As optimizing AI models produces diminishing returns, producing “consistently high quality data” leads to much higher accuracy. Producing high quality data is not only the key to AI performance, it is the key to succeeding in digital transformation. Even if your data lake was filled, if the data is of low-quality and inconsistent, your data would never produce anything useful. As a result, the first thing every organization should do when working with data is to ensure data quality and consistency.
Factors impacting data quality for industrial data
This quality of data becomes even more evident when business work with industrial data. Industrial data is noisier and can be affected by the following factors:
- Inconsistent data schema. Industrial data has minimal standardization. Every vendor and operator can define their own schema. If you are a large manufacturer, you are likely dealing with hundreds of data schemas from your equipment and edge data sources.
- Changing data schema. Data schema can change over time. For example, an operator could change the data schema of a robot without realizing how it could break the downstream analytics.
- Unreliable data. Industrial data comes from physical data sources like sensors and on-prem equipment. These can malfunction and become mis-calibrated, causing data to become “bad data.” Unreliable network connectivity can also corrupt data packets.
- Sparse information. Physical data sources typically contain long periods of “normal” data followed by a few occurrences of “abnormal” data. For example, the temperature of an equipment when sampled at 5-second intervals, may be present normal data for many months before a sudden abnormal event occurs.
Ensuring data quality for industrial data
To ensure optimal data quality and consistency, data quality management should be built into the data pipeline and applied to the raw data. This ensures that consistently high-quality data is delivered to data warehouses and analytics. These steps include:
- Transformation. Data is transformed from their raw schema into a unified schema. This ensures that the diverse data schemas from equipment and edge data sources are homogenized, making it easy to analyze these data downstream using the same query. In addition, data should be contextualized by adding meta-data that gives meaning to the data.
- Validation. Data should always be validated against a set of validation rules, such as:
- Does the data packet include all required fields?
- Do all data types match?
- Are all data within range?
- Does data arrive at the expected data rate?

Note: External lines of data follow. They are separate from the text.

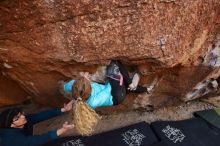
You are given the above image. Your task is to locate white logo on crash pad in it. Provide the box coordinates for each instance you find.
[162,125,185,143]
[62,139,84,146]
[122,129,146,146]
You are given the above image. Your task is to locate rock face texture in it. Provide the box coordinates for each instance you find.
[0,0,219,108]
[0,74,28,106]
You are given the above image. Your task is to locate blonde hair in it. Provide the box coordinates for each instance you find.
[72,99,101,135]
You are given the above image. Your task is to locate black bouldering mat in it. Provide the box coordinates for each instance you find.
[147,141,168,146]
[42,136,87,146]
[194,108,220,129]
[151,118,220,146]
[43,121,158,146]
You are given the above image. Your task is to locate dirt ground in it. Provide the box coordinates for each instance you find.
[29,100,215,136]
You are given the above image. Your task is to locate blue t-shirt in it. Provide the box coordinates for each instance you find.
[63,80,113,109]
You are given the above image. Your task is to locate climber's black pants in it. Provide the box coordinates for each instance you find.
[108,61,132,105]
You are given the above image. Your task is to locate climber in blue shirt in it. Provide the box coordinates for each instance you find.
[0,100,74,146]
[62,60,148,109]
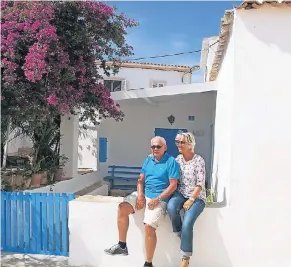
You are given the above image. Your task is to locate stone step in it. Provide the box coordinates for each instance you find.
[109,189,133,197]
[75,181,107,196]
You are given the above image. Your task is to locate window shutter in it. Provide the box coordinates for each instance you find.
[99,137,108,162]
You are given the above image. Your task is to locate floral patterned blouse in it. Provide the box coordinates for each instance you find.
[176,154,206,203]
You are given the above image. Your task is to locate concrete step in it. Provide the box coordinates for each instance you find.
[75,181,108,197]
[109,189,133,197]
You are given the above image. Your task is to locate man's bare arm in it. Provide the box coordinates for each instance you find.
[158,179,178,201]
[137,173,145,197]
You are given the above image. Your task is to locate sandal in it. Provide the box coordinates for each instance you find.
[181,258,190,267]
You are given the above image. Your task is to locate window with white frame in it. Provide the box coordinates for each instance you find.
[104,80,126,92]
[152,81,166,88]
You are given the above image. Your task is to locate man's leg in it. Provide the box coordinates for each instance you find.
[144,224,157,264]
[167,191,186,237]
[143,201,166,267]
[104,194,135,256]
[118,202,134,243]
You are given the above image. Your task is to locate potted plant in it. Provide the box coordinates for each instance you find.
[24,159,47,188]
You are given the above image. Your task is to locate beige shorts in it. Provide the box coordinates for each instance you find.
[124,191,167,229]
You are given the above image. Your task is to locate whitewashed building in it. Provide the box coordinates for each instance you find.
[68,1,291,267]
[102,61,192,91]
[78,62,193,170]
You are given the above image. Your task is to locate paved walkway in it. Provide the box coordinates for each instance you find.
[1,253,91,267]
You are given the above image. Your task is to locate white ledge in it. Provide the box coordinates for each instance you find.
[68,196,229,267]
[111,82,217,101]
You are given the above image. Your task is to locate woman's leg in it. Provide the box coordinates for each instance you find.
[167,191,186,235]
[180,199,205,257]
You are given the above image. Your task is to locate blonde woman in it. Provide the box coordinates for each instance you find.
[167,132,206,267]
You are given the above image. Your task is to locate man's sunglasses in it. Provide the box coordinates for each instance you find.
[175,140,186,145]
[151,145,163,150]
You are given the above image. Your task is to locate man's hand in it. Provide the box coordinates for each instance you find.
[147,198,160,210]
[135,195,146,210]
[183,199,194,211]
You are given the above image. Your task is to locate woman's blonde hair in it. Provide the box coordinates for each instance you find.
[176,131,196,152]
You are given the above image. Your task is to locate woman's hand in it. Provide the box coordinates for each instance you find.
[183,199,194,211]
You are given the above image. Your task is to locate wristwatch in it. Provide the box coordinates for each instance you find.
[157,196,162,203]
[189,197,195,202]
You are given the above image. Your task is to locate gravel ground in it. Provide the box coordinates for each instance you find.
[0,253,92,267]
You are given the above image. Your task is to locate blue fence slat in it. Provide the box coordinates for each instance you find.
[54,194,61,255]
[11,193,18,249]
[5,193,11,249]
[23,193,31,253]
[1,192,75,256]
[1,192,6,250]
[61,194,68,256]
[33,193,42,253]
[48,194,54,253]
[99,137,108,163]
[41,193,48,254]
[18,193,24,250]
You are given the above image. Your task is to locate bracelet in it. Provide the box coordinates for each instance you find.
[189,197,195,202]
[157,196,162,203]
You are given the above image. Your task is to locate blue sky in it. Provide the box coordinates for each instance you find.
[108,1,241,82]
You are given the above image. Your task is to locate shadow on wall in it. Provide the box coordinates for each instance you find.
[78,125,98,164]
[131,207,233,267]
[69,197,233,267]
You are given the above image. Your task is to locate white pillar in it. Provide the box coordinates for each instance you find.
[60,114,79,179]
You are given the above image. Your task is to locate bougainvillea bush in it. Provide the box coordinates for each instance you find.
[1,0,137,125]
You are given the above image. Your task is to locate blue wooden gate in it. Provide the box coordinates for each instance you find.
[1,192,75,256]
[155,128,187,157]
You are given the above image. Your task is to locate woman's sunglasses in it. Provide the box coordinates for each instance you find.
[175,140,186,145]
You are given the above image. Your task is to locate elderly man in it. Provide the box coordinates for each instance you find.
[105,136,180,267]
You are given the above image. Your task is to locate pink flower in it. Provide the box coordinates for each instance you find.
[60,103,70,113]
[31,21,41,31]
[0,96,5,100]
[24,43,48,82]
[46,95,58,106]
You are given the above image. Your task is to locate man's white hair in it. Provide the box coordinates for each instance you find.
[151,136,166,145]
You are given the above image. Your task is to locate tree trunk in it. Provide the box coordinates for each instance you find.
[2,117,11,169]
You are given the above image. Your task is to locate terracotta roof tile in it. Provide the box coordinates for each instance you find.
[96,60,191,73]
[237,0,291,10]
[118,61,191,72]
[209,10,234,82]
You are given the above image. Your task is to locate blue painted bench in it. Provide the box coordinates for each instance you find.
[104,165,141,191]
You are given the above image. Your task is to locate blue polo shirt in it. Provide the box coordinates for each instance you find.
[141,153,180,202]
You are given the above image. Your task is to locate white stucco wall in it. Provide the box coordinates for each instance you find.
[78,124,98,170]
[200,36,219,82]
[106,67,191,90]
[210,6,291,266]
[69,197,219,267]
[211,22,234,202]
[6,131,33,155]
[59,115,79,179]
[27,171,101,193]
[97,91,217,178]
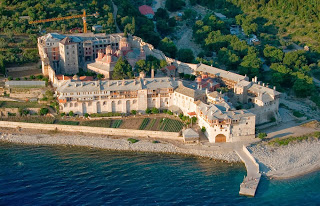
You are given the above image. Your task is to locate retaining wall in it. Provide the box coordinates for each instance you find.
[0,121,181,140]
[243,145,260,173]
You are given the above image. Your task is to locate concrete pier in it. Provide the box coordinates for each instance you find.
[235,145,261,197]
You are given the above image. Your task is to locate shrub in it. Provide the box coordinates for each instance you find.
[15,78,20,81]
[191,117,197,123]
[24,77,28,80]
[90,112,122,117]
[84,113,89,118]
[131,110,137,115]
[69,111,74,117]
[152,140,160,143]
[201,126,206,133]
[60,112,66,117]
[36,75,43,80]
[179,113,184,119]
[128,138,139,144]
[40,108,49,115]
[30,75,35,79]
[145,108,151,114]
[8,76,13,81]
[151,107,159,114]
[258,132,267,139]
[167,110,173,115]
[293,110,304,118]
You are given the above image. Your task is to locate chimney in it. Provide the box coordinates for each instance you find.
[254,76,258,83]
[134,79,136,85]
[122,79,125,86]
[63,75,65,80]
[273,86,276,90]
[252,78,255,82]
[117,81,119,86]
[262,83,265,87]
[151,69,154,78]
[107,81,110,86]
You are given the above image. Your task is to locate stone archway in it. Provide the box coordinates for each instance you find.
[215,134,226,143]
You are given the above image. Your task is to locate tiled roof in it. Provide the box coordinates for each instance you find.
[57,77,178,93]
[139,5,155,15]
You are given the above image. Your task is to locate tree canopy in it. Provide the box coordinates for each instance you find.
[112,57,134,80]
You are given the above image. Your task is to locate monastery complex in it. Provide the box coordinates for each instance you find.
[38,33,281,143]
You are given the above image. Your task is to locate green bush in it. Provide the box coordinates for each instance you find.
[152,140,160,143]
[8,76,13,81]
[201,126,206,133]
[84,113,89,118]
[151,107,159,114]
[131,110,137,115]
[80,120,112,127]
[128,138,139,144]
[145,108,151,114]
[40,108,49,115]
[292,110,304,118]
[60,112,66,117]
[68,111,74,117]
[15,78,20,81]
[258,132,267,139]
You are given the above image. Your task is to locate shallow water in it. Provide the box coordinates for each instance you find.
[0,142,319,205]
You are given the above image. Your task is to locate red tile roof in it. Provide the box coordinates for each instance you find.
[167,65,176,71]
[187,112,197,116]
[79,76,94,81]
[139,5,155,15]
[56,75,72,80]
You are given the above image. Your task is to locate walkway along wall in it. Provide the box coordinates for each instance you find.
[0,121,181,140]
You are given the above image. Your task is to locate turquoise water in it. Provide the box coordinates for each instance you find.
[0,142,319,205]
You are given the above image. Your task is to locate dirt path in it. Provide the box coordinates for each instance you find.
[174,24,202,56]
[111,1,121,33]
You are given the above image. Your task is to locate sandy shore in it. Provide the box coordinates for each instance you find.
[0,128,240,163]
[249,138,320,179]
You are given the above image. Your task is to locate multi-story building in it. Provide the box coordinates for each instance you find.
[59,37,79,74]
[38,33,122,74]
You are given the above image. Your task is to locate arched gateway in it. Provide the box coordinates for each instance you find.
[215,134,226,143]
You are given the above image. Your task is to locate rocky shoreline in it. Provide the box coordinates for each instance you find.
[0,129,241,163]
[0,127,319,180]
[249,138,320,179]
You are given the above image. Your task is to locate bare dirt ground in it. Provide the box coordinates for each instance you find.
[7,69,42,78]
[174,24,202,56]
[119,118,143,130]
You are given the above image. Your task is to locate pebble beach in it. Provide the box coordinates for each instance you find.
[0,129,241,162]
[249,138,320,179]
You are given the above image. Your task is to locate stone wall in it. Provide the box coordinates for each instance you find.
[0,121,181,140]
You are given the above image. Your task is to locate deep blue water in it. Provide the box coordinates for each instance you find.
[0,143,319,206]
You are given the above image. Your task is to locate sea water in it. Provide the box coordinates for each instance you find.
[0,142,319,206]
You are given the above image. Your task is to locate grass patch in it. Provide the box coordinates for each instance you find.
[1,116,55,124]
[80,120,112,127]
[0,101,44,109]
[90,112,122,117]
[292,110,304,118]
[268,132,320,146]
[128,138,139,144]
[57,121,79,125]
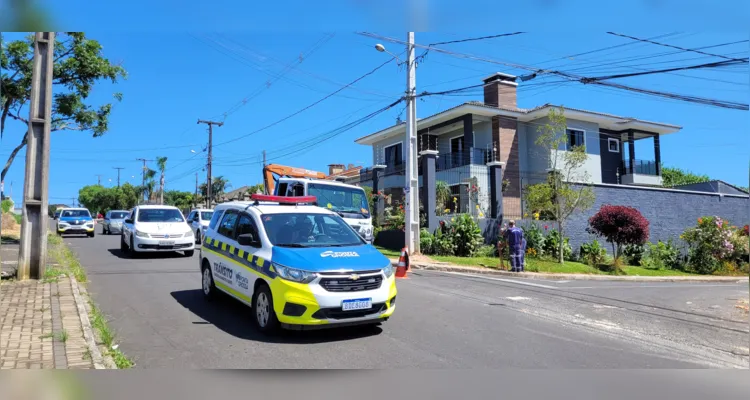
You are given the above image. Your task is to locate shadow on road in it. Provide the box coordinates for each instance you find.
[171,289,383,344]
[107,248,193,260]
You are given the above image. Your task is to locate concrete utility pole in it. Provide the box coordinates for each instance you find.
[113,167,124,187]
[17,32,55,280]
[95,174,103,186]
[197,119,223,208]
[194,172,198,209]
[136,158,152,204]
[404,32,420,254]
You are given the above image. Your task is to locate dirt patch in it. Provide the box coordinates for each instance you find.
[2,212,18,231]
[410,254,436,264]
[736,298,749,314]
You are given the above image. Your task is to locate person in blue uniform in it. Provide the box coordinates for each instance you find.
[503,220,526,272]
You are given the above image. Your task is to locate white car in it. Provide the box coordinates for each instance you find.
[187,208,214,244]
[199,194,396,334]
[120,205,195,257]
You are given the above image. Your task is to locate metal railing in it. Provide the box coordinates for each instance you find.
[622,159,659,176]
[435,148,489,171]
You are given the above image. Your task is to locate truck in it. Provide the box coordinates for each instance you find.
[262,164,374,243]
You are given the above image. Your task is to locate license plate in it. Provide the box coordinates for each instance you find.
[158,241,175,246]
[341,298,372,311]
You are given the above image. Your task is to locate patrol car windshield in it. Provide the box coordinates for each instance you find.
[137,209,185,223]
[307,183,370,218]
[110,211,129,219]
[261,213,364,247]
[201,211,213,221]
[61,210,91,218]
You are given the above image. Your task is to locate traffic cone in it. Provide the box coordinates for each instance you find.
[395,247,409,279]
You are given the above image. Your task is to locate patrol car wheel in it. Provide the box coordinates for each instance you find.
[201,261,216,301]
[252,285,279,334]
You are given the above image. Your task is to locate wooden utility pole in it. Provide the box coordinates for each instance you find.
[113,167,124,187]
[17,32,55,280]
[197,119,223,208]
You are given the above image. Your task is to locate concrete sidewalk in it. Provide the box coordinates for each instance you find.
[390,258,749,283]
[1,238,110,369]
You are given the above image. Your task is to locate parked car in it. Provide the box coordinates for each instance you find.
[186,208,214,244]
[53,209,62,220]
[120,205,195,257]
[102,210,130,235]
[56,208,96,237]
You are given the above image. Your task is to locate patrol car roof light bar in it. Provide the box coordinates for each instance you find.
[250,194,318,206]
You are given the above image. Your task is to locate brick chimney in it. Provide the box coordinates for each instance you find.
[483,72,518,108]
[328,164,344,176]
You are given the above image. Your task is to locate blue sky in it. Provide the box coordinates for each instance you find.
[2,2,748,204]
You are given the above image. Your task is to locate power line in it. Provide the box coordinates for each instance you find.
[606,32,748,62]
[428,32,526,47]
[579,58,748,83]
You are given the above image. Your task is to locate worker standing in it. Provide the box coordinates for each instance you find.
[503,220,526,272]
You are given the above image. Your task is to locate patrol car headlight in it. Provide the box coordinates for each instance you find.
[272,262,317,284]
[135,230,150,238]
[382,263,394,278]
[59,222,69,227]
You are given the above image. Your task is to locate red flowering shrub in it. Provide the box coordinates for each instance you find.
[587,205,650,258]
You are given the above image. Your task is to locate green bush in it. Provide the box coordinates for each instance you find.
[543,229,572,260]
[475,244,497,258]
[1,199,12,214]
[641,240,682,270]
[579,240,607,267]
[450,214,484,257]
[623,244,645,266]
[521,223,546,257]
[420,228,436,255]
[434,225,455,256]
[681,216,735,274]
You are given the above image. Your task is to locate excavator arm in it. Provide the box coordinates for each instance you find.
[262,164,328,195]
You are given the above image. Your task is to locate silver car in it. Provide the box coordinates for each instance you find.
[102,210,131,235]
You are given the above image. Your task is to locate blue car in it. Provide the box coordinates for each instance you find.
[56,208,96,237]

- Cleansing. Data cleansing algorithms can detect abnormal or mis-calibrated data that are very difficult to detect manually. However, data cleansing often requires domain expertise, so it is desirable to use a data cleansing solution that allows domain experts to customize algorithms based on the particular properties of the data.
- Lineage. Data lineage is the process of tracking the changes in the data schema over time. This would allow users to see when the data schema was change, what was changed, so they can understand the impact of the changes.
Every organization today should focus on producing consistently high quality data as the first priority. Once consistent, high-quality data is generated and made available, using this data effectively in analytics and AI becomes an achievable objective.